As the transportation sector undergoes three major transformations—electrification, shared/on-demand mobility, and automation—there are new challenges to analyzing the impacts of these trends on both the transportation system and the power sector. Most models that analyze the requirements of fleets of shared autonomous electric vehicles (SAEVs) operate at the scale of an urban region, or smaller. A quadratically constrained, quadratic programming problem is formulated, designed to model the requirements of SAEVs at a national scale. The size of the SAEV fleet, the necessary charging infrastructure, the fleet charging schedule, and the dispatch required to serve demand for trips in a region are treated as decision variables. By minimizing both the amortized cost of the fleet and chargers as well as the operational costs of charging, it is possible to explore the coupled interactions between system design and operation. To apply the model at a national scale, key complications about fleet operations are simplified; but a detailed agent-based regional simulation model to parameterize those simplifications is leveraged. Preliminary results are presented, finding that all mobility in the United States (U.S.) currently served by 276 million personally owned vehicles could be served by 12.5 million SAEVs at a cost of $ 0.27/vehicle-mile or $ 0.18/passenger-mile.
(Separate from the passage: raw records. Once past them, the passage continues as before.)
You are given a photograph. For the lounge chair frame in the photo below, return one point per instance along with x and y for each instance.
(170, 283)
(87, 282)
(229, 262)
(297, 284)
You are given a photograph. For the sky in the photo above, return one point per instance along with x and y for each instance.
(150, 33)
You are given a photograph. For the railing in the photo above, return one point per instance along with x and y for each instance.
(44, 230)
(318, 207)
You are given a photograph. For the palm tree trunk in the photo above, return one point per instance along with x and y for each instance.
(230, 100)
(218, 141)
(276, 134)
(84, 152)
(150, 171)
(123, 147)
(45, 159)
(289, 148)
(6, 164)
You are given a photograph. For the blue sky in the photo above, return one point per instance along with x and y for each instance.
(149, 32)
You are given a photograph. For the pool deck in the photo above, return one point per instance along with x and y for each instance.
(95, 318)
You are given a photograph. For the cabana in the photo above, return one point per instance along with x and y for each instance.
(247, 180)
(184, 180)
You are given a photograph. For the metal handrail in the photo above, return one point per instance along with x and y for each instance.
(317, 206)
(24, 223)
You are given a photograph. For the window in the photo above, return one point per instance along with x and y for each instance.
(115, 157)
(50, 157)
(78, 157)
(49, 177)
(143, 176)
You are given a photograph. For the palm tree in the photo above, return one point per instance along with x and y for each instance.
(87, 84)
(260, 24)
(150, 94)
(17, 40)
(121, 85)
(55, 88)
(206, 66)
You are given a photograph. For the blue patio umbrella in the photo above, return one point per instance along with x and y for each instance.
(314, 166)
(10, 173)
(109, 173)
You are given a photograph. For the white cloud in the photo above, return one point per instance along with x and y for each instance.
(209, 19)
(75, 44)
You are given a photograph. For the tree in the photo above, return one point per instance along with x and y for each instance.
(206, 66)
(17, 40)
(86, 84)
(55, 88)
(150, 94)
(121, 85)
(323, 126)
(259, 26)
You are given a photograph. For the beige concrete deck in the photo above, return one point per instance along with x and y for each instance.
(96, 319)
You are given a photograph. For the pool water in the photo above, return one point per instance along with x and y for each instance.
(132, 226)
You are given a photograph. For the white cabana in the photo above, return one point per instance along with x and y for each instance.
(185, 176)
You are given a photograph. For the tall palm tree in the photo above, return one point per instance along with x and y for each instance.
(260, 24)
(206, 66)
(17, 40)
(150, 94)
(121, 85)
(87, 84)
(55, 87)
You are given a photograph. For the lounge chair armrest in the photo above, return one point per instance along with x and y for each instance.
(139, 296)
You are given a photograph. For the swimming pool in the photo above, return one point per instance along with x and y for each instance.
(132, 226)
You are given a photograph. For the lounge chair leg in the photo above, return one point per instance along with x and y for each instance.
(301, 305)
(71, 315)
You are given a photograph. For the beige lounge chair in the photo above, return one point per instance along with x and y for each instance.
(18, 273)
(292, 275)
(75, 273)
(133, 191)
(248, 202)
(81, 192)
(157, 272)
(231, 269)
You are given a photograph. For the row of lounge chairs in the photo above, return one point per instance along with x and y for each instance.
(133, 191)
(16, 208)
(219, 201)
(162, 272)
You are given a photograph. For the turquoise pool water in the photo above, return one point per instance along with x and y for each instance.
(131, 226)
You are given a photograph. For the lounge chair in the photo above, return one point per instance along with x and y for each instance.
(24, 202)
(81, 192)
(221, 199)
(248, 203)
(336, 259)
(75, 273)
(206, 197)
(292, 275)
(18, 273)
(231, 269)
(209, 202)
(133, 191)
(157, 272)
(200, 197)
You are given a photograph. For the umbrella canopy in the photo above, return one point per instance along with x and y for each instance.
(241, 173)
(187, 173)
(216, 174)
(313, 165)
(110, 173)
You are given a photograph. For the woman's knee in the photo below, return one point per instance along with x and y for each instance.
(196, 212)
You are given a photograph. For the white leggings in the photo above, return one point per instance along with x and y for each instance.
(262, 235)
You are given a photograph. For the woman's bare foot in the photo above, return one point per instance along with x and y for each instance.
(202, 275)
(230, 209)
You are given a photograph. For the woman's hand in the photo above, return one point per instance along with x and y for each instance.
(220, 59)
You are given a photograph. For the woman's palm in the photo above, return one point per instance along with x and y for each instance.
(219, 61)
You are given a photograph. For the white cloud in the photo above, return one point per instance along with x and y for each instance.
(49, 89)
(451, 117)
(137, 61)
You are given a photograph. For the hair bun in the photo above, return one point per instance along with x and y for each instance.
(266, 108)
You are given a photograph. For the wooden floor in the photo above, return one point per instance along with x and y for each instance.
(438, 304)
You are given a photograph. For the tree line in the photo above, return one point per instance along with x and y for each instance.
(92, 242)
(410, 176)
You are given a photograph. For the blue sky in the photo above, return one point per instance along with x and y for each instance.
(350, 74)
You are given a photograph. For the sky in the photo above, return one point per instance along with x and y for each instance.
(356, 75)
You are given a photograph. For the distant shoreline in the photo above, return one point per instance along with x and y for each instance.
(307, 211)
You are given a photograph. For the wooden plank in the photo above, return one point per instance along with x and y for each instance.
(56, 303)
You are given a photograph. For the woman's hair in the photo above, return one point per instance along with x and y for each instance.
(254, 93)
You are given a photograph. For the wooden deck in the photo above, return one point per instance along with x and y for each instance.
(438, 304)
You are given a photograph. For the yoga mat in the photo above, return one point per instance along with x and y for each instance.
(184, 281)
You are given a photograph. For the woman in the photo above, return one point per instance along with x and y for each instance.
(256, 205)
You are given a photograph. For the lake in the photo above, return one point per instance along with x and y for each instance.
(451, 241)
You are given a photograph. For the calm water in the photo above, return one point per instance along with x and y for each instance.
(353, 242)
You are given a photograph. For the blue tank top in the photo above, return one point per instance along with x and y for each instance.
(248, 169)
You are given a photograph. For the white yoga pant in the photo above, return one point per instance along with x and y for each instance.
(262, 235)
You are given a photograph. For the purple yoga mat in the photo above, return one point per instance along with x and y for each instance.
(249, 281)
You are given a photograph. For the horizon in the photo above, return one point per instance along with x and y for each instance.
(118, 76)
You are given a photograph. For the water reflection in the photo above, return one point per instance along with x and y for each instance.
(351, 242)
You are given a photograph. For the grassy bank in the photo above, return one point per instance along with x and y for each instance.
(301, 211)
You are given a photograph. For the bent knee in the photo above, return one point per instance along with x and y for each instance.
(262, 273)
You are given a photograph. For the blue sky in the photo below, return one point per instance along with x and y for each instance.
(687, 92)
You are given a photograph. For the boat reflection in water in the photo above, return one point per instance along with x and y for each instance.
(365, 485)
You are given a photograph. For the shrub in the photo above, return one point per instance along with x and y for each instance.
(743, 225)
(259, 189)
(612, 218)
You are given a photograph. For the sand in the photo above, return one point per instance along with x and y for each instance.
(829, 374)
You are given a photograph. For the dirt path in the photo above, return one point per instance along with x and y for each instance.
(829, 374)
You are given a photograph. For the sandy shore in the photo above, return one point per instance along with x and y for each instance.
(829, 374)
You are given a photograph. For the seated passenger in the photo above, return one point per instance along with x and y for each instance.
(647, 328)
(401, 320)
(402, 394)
The energy requirements for this fleet would be 1142 GWh/day (8.5% of 2017 U.S. electricity demand) and the peak charging load 76.7 GW (11% of U.S. power peak). Several model sensitivities are explored, and it is found that sharing is a key factor in the analysis.
The transportation sector represents the fastest-growing segment of the world’s greenhouse gas (GHG) emissions, with cars accounting for 8.7% of global energy-related carbon dioxide emissions in 2013, and car sales set to more than double by 2050 (1). In 2017, the transportation sector became the largest emitter of greenhouse gases in the United States (U.S.), overtaking emissions from the electric power industry (2). Transportation, therefore, represents one of the primary challenges to achieving deep decarbonization of the U.S. economy (3, 4).
Plug-in electric vehicles (PEVs) have emerged as a market-ready technology with the potential to dramatically reduce the carbon intensity of private transportation (5, 6). Prior research has proven the capability of PEVs to meet the travel needs of the majority of drivers in the U.S. (7, 8). Nine U.S. states (California, Connecticut, Maryland, Massachusetts, New Jersey, New York, Oregon, Rhode Island, and Vermont) have established zero-emission vehicle mandates which combined will lead to deployment of 12 million vehicles, mostly PEVs, in the U.S. by 2030 (9–11).
Simultaneously, other important trends are emerging in the transportation sector. This study attempts to align these trends in a coupled evaluation of electric vehicles with shared autonomous on-demand mobility services. In the remainder of the introduction, future trends in transportation are examined and their potential impact on electrification is discussed. This is followed by an overview of analytical approaches that have been employed to model PEV usage which are drawn upon for this work.